Le fragment appartient à la création artistique. Détail isolé d'une scène plus vaste, il crée un sentiment de mystère et d'intrigue, incitant le spectateur à imaginer le reste de l'histoire à partir de son indice. Assemblé avec d'autres, il offre une nouvelle composition artistique, détermine un autre point de vue conceptuel, en scrutant les idées de fragmentation, de perte, de mémoire, de reconstruction ou même
de résilience.
Par sa nature le fragment fait écho à l'entier, par sa présence à ce qui a été perdu, à l'absence. A la fin de la deuxième guerre mondiale, Théodore Adorno affirme dans Minima Moralia. Réflexions sur la vie
mutilée que « Das Ganze ist das Unwahre », soit « Le Tout est Le Faux ». Cette assertion garde toute son actualité à l'ère de notre quotidien partagé entre réel et virtuel qui se contredisent en permanence avec notre rythme de vie accéléré, émietté. La partie nous apparaît plus authentique qu’un tout inaccessible pour lequel Hegel soutenait, lui dans sa Phénoménologie de l’Esprit, qu’il avait partie liée à la vérité.

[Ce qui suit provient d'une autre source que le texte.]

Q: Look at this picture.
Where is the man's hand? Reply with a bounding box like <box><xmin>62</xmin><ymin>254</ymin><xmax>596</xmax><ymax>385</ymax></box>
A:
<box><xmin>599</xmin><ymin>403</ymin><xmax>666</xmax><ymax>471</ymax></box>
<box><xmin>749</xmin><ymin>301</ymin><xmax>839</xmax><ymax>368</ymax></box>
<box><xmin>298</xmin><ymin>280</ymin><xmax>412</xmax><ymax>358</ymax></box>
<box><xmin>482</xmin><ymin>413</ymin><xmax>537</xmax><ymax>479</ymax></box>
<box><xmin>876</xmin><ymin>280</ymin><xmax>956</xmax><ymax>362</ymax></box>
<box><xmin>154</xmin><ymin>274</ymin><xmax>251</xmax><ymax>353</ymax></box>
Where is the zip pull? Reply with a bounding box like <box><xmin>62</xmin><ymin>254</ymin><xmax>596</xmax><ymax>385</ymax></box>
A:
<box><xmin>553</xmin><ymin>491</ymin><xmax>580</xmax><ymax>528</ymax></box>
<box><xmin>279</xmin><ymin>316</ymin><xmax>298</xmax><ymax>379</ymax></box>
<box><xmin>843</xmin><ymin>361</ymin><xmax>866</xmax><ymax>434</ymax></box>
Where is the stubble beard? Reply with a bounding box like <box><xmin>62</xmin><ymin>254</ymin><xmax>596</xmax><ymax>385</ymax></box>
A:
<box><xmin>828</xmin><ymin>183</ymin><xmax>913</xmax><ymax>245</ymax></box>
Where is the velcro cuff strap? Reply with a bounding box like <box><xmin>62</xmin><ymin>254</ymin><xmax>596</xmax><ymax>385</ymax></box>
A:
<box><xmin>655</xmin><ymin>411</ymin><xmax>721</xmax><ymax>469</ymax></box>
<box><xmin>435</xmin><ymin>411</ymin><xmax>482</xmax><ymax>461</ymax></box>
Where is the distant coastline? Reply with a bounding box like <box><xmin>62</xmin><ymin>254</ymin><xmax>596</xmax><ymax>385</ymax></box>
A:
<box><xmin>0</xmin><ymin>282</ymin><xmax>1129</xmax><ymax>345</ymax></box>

Cette exposition montre un monde fractionné qui s'inscrit sur et avec le papier. Le papier est partie intégrante des œuvres, accessible et fragile, présent dans notre quotidien. Il est plié, découpé, tordu, recyclé. Il est témoin, fil conducteur. Il conserve les traces de nos pensées, de nos passages et les protège de manière éphémère et fugitive.